Defects in any of the six subunits of the NADPH oxidase enzyme can manifest as CGD. Thus, CGD patients can be phenotypically similar but genetically heterogeneous depending on which NADPH oxidase component is defective. Autosomal recessive forms of CGD are caused by mutations in CYBA gene encoding protein-22 phagocytic oxidase (p22phox). The incidence of autosomal recessive CGD can be higher than X-linked CGD in countries with high rates of consanguineous marriage.
The molecular diagnosis of CGD involves measuring NADPH oxidase activity in phagocytes, measuring protein expression of NADPH oxidase components and mutation analysis of genes encoding these components. In this regard the present study aimed to assess the real time RT-PCR as an aiding tool in the molecular diagnosis of gene expression of CYBA among CGD child patients.
This case-control study was conducted on 15 provisionally diagnosed CGD child patients (group I). They were recruited from different university hospitals in Egypt. The study also included 12 mothers and 8 fathers of the studied patients to detect the genetic mutations in carriers, if any (group II) and 14 apparently healthy children as a control group (group III). Full medical history was taken and thorough clinical examination was done. The selected groups underwent testing for phagocytic and lytic indices, measurement of CYBA gene expression by real time RT-PCR and DHR testing for patients’ group where its results were retrieved from patients’ files.
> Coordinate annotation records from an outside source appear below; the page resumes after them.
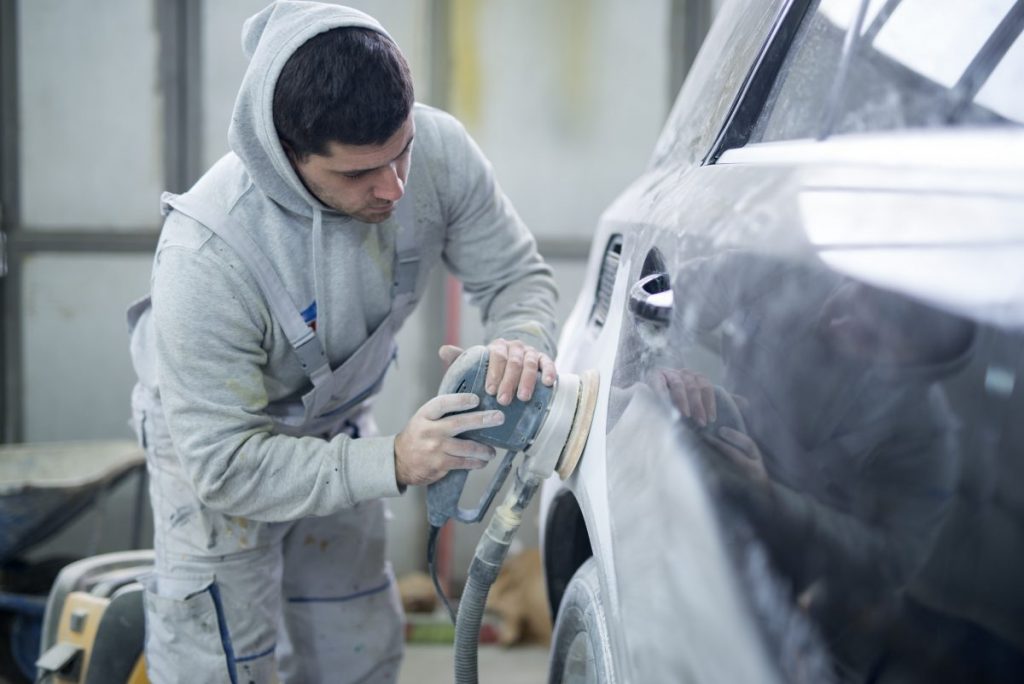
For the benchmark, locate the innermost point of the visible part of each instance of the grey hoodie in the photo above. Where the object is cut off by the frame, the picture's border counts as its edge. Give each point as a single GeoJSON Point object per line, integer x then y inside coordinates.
{"type": "Point", "coordinates": [220, 355]}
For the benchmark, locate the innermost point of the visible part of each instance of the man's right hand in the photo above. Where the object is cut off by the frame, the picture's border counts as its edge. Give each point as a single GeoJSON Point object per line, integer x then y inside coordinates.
{"type": "Point", "coordinates": [427, 447]}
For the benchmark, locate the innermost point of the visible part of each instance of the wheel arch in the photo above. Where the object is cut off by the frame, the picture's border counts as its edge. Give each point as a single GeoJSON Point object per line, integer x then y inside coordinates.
{"type": "Point", "coordinates": [566, 545]}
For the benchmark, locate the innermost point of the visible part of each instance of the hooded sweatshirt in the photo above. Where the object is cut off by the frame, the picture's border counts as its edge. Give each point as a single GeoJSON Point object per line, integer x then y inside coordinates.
{"type": "Point", "coordinates": [220, 355]}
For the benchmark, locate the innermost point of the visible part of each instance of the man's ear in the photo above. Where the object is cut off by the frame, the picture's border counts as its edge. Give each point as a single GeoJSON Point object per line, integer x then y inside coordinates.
{"type": "Point", "coordinates": [289, 153]}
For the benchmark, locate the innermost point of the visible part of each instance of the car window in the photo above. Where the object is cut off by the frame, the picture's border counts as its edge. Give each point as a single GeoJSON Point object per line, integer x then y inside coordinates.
{"type": "Point", "coordinates": [887, 65]}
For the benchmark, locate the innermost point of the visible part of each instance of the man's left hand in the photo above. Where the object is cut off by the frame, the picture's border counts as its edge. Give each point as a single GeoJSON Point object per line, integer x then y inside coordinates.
{"type": "Point", "coordinates": [512, 368]}
{"type": "Point", "coordinates": [740, 451]}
Results of gene expression of CYBA (fold change), phagocytic index and lytic index among patients’ group showed that median (range) were 2.4 (1.3-3.7), 6.8% (5.6-8.6%) and 0.8% (0.5-1.1%), respectively in comparison to the control group which showed gene expression of CYBA (fold change), phagocytic index and lytic index median (range) to be 0.9 (0.6-1.8), 8.97% (7.9-10.1%) and 1.3% (1-1.4%), respectively.
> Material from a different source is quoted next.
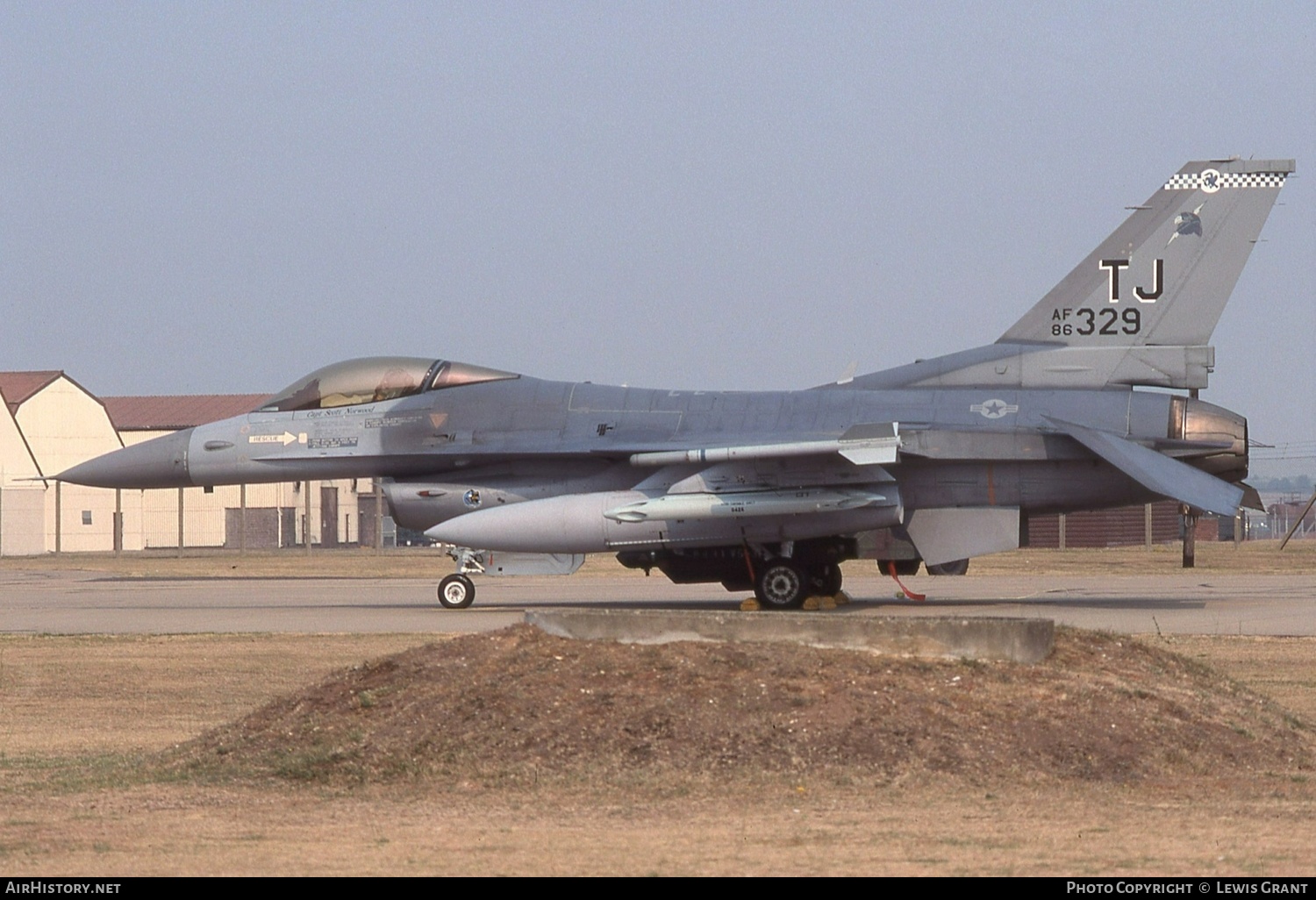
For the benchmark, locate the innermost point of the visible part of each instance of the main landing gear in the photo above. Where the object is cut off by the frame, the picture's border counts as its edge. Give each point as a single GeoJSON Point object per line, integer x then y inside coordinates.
{"type": "Point", "coordinates": [786, 584]}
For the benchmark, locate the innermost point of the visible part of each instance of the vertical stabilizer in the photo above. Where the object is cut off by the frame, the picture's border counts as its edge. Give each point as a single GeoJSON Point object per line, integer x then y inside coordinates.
{"type": "Point", "coordinates": [1165, 275]}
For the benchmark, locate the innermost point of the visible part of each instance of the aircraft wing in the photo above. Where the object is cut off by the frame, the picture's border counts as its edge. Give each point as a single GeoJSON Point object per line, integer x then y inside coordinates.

The comparative statistics between group I and group III as regards fold change of CYBA gene expression as well as the phagocytic index revealed highly statistical significant differences between both groups regarding these two parameters. In addition, a statistically significant difference between both groups as regards lytic index was revealed. However, no significant difference was found between both groups regarding age, TLC or absolute neutrophil count.
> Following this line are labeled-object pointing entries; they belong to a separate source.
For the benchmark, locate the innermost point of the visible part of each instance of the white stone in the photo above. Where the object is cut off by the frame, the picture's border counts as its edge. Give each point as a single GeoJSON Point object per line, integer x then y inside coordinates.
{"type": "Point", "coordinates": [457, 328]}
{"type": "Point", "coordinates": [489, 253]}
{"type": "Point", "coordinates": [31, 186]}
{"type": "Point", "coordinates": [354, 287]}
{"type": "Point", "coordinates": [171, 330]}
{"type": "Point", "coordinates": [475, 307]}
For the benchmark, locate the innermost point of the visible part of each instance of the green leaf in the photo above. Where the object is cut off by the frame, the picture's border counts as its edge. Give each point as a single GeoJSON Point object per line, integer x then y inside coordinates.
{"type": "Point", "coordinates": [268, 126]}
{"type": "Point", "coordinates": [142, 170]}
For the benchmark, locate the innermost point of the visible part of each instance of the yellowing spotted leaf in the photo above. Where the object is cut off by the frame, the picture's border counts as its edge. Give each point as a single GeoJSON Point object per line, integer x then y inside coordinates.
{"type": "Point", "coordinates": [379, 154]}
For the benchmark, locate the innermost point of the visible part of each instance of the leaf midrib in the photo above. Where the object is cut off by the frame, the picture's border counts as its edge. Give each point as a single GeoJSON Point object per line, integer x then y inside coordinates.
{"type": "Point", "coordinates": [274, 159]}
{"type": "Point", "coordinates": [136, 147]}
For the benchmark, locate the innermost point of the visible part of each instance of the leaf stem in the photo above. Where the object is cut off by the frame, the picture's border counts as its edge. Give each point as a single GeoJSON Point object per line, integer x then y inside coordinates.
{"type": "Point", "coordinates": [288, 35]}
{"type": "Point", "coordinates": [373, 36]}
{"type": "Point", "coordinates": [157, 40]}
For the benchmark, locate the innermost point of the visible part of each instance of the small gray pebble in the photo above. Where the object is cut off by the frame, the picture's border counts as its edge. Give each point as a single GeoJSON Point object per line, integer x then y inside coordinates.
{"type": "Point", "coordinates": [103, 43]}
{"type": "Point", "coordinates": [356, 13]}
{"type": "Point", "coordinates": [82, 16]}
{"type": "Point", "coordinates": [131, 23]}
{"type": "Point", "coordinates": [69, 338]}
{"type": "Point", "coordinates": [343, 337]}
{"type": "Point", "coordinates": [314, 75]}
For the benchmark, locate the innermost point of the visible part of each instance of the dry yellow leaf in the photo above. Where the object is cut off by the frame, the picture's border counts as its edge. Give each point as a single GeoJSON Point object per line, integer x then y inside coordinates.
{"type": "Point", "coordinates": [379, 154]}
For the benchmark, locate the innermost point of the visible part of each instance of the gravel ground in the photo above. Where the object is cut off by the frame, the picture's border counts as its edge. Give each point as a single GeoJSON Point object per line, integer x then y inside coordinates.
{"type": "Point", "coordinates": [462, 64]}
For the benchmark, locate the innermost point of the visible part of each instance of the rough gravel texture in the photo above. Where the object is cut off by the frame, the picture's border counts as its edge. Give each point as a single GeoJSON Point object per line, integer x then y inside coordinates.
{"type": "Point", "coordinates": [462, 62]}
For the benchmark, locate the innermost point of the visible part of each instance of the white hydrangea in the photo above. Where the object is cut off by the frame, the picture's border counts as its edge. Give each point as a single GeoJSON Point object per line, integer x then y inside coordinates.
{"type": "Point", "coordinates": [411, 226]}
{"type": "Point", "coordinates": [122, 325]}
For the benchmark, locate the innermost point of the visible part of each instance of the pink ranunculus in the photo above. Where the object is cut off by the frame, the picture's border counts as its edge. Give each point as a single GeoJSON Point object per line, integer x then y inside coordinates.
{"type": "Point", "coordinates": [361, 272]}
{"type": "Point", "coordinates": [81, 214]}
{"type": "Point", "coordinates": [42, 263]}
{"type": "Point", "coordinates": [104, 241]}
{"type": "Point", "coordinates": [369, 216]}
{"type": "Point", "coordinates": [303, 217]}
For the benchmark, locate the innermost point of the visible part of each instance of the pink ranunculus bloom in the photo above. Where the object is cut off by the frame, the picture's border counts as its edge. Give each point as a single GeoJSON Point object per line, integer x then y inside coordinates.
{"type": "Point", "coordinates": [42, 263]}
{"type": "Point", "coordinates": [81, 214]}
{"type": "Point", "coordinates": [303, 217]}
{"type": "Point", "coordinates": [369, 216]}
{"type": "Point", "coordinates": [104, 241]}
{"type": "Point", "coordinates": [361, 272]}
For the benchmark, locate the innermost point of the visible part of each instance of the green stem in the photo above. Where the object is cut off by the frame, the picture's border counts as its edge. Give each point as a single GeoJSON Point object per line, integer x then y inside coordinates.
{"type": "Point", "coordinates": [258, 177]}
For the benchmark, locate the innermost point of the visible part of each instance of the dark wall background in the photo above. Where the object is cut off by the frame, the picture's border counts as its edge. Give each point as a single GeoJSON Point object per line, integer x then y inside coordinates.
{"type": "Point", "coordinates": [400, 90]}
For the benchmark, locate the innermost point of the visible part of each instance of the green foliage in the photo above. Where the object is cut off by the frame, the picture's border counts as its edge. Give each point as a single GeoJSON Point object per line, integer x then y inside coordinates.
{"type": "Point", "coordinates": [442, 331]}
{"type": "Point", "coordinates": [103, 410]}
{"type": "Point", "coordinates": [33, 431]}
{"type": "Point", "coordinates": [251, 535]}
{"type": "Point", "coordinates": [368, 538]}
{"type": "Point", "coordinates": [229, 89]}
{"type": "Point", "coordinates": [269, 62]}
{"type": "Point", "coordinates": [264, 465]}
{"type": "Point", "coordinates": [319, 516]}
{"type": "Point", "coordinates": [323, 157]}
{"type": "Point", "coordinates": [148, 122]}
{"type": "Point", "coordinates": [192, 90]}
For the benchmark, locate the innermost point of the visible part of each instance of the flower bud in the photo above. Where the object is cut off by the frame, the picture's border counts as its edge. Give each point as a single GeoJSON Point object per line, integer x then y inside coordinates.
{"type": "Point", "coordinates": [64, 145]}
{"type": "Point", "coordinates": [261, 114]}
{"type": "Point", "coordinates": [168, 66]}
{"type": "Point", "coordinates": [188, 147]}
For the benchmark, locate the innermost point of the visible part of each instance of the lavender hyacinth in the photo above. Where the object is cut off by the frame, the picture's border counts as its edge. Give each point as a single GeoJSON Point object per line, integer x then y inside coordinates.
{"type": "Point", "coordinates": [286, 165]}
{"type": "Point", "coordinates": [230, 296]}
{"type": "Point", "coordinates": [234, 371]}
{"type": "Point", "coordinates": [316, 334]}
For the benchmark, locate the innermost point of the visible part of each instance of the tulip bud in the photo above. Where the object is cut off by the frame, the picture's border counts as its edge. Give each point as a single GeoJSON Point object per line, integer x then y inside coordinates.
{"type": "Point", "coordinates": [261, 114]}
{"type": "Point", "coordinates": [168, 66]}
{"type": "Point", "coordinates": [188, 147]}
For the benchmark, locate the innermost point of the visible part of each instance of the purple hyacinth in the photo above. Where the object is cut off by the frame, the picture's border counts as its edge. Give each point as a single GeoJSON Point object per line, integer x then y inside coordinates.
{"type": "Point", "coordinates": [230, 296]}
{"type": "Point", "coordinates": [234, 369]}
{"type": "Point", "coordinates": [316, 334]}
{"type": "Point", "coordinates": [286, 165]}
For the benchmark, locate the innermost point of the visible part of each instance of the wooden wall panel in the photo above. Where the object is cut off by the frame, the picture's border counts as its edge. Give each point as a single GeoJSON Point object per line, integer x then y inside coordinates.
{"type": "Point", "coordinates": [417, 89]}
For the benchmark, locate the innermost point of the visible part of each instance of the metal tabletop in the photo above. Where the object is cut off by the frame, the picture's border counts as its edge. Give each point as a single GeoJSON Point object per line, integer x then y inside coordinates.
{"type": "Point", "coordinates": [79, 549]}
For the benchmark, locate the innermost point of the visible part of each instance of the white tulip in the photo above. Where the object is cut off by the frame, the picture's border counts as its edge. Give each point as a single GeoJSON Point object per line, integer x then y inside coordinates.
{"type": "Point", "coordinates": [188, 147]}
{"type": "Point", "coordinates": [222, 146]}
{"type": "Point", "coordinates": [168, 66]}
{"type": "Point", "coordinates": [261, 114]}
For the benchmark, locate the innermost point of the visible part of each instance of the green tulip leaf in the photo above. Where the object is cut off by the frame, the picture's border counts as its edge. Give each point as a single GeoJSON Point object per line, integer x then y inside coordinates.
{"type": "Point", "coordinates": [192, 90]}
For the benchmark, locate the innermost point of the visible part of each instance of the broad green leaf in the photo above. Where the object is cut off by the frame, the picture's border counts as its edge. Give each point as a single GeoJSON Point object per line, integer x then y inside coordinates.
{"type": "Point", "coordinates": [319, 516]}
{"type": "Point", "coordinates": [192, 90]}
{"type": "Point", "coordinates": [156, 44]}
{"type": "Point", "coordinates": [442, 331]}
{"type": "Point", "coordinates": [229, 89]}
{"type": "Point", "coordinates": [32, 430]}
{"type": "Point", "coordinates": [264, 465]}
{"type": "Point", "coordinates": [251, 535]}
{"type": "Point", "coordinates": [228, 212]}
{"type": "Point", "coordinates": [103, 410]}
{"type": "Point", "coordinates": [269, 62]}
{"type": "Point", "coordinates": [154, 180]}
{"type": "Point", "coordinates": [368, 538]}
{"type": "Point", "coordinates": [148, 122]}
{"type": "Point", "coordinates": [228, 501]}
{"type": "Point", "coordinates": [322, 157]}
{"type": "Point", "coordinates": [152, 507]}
The diagnostic characteristics of fold change of CYBA gene expression at the cut off value 0.6 (calculated by the 25th percentile of fold change of the control group) showed sensitivity (6%), specificity (78%), PPV (25%), NPV (44%) and accuracy (41.3%). At this cut-off value 3 subjects (1 patient and 2 mothers) showed under-expression of CYBA gene. The only patient was a 6-years-old male child, presented by pneumonia at the age of 6 months, and the others were 2 mothers; one of them is a mother of a 9-years-old male with abnormal facies. He was presented with chest and skin infections. The other one was a mother of 4-years-old triplet female patients who were presented by pneumonia.
In conclusion, although there are some limitations in our study, such as the small sample size studied due to the disease rarity, some missed data and restriction to studying only one gene (CYBA) among many others controlling the human NADPH oxidase system, which is because of the limited resources. However, our study could establish the diagnosis of 1 out of 15 CGD cases and two mothers with CYBA gene under-expression which encodes p22phox of NADPH oxidase, without the need to use complex and expensive methods such as genomic DNA sequencing.
Future studies on larger sample size are highly recommended to draw definite conclusions about the clinical significance of real time RT-PCR technique as a diagnostic tool for this immunodeficiency disease. Also, the study of other NADPH enzyme subunit encoding genes is recommended to reach the exact genotype of this genotypically heterogeneous disease. We also recommend applying other established diagnostic techniques on our patients in order to test the relevance of our method in the diagnosis of CGD.